Drs Freda Miller and Terrance Snutch awarded CIHR Project Grants

Awards and recognition

Drs Freda Miller and Terrance Snutch awarded CIHR Project Grants

Drs Freda Miller and Terrance Snutch of the Michael Smith Laboratories have been awarded Canadian Institute for Health Research (CIHR) Project Grants from the 2021 Fall competition. This CIHR program funds Canadian researcher projects with the potential to advance health research, care, systems, and outcomes. The CIHR approved 417 research grants, plus 1 bridge grant, for a total investment of approximately $325 million. 48 projects lead by UBC researchers were funded with an investment totaling $34.7 million. Additionally, 13 UBC-led projects were awarded priority announcement grants totaling $1.3 million. 

The focus of Dr. Freda Miller’s project is digit tip regeneration and the impact the immune system and inflammation have on the outcome of regeneration versus scarring. The discoveries from this project can be used to better understand human tissue repair and help prevent pathological scarring and fibrosis that can cause organ failure. 
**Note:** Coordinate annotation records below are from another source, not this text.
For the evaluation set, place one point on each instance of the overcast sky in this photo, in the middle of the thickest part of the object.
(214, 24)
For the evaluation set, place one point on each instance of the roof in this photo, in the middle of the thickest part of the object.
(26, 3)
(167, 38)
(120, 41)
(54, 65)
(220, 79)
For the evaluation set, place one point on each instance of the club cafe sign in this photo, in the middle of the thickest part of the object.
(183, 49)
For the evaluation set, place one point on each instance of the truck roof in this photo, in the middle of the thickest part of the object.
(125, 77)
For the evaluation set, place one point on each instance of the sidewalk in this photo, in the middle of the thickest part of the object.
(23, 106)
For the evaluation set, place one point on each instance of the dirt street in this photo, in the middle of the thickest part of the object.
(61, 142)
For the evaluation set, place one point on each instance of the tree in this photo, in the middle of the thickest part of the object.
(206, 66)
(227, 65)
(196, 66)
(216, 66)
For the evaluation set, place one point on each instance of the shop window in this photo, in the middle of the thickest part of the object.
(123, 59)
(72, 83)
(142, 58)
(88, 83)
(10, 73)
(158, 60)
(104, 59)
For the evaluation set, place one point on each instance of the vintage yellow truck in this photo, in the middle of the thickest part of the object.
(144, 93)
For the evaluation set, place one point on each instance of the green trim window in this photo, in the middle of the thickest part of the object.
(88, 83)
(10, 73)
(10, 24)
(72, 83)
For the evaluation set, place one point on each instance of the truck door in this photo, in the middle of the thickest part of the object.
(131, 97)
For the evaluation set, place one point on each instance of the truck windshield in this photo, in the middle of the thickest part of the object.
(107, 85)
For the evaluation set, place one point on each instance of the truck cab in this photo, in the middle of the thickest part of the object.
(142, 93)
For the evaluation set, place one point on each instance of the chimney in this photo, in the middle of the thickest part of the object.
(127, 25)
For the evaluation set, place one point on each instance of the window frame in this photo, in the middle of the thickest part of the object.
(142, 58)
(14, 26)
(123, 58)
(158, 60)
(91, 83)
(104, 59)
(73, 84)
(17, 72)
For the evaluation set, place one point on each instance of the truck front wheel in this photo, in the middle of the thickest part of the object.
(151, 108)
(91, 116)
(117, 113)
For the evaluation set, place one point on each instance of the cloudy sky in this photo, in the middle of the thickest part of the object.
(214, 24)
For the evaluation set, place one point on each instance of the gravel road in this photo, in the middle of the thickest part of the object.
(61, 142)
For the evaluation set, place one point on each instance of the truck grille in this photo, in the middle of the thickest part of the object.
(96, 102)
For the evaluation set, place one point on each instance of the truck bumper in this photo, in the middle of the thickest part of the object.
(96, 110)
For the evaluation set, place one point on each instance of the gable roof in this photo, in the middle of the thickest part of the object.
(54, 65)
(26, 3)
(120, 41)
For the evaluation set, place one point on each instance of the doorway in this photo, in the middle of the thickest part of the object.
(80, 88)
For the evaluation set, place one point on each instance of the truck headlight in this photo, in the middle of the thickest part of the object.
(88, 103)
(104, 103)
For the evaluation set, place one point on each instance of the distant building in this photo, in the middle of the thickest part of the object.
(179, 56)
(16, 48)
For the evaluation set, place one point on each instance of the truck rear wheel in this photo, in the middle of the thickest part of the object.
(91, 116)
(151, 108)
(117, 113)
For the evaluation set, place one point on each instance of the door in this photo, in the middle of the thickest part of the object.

Dr. Terrance Snutch’s research project builds on previous work developing new drugs to treat chronic pain. The project plans to design second generation drugs that narrowly target single intended proteins, improving upon previous drug candidates with wider ranging interactions. 

“The CIHR Project grant provides crucial translational support for our long-term objective of designing and developing novel small organic drugs that can be both administered orally and that efficiently cross the blood brain barrier to selectively target ion channels involved in serious neurological disorders.”  

Congratulations to both Dr Miller and Dr Snutch for the successful support of these important projects. We look forward to seeing how their work advances our understanding of human health and contributes to the innovation of healthcare and positive patient outcomes. 

Learn more about each project: 

Principal investigator: 
Dr. Freda Miller 

Regeneration at your fingertips: mechanisms determining mesenchymal tissue repair versus fibrosis 

Abstract: The finding that some animals can regenerate lost body parts has fascinated scientists for centuries. However, the ability to regenerate varies widely; some amphibians can regenerate entire limbs, while mammals have largely lost this ability.  One exception to this rule is the tip of the finger (or digit tip in mice, the model system studied here). Under the right circumstances the fingertip will regenerate completely appropriately, even in adult humans, as long as the base of the nail is still intact. By contrast, if the injury is only slightly further down the finger, and the nail is completely lost, then there is no regeneration, but only scar formation. In this proposal, we will study adult mice to ask why this one small part of the body has retained the capacity to regenerate, and will ask what controls the decision to regenerate or to form a scar, with a particular focus on the environment. We will also ask how the immune system and inflammation impact the decision to regenerate or scar, since these have been implicated in pathological scarring/fibrosis. Ultimately, it is our goal to use this information to enhance tissue repair, and to inhibit the pathological scarring and fibrosis that can cause organ failure. 


Principal Investigator: Dr. Terrance P. Snutch 
Design and Preclinical Development of First-in-Class Selective T-type Calcium Channel Blockers for Chronic Pain 

Abstract: The development of new drugs to treat chronic pain is vitally important; an estimated half the population have a chronic pain condition and 7% suffer debilitating daily pain. Further, more than half a million North Americans have died of opioid overdoses in the past 5 years as a result of the failure to develop effective non-addictive analgesic therapies. We previously designed and developed a novel non-opioid analgesic that targets a class of protein involved in nerve cell excitability. While highly promising, the drug has the drawback of interacting with multiple related protein family members of the same class. In this project we will combine state-of-the-art artificial intelligence, high resolution microscopy and focused drug screening to design and develop a second-generation drug that only targets the single intended protein. This effort will result in a novel non-addictive drug to treat chronic pain patients without the previous off-target liabilities.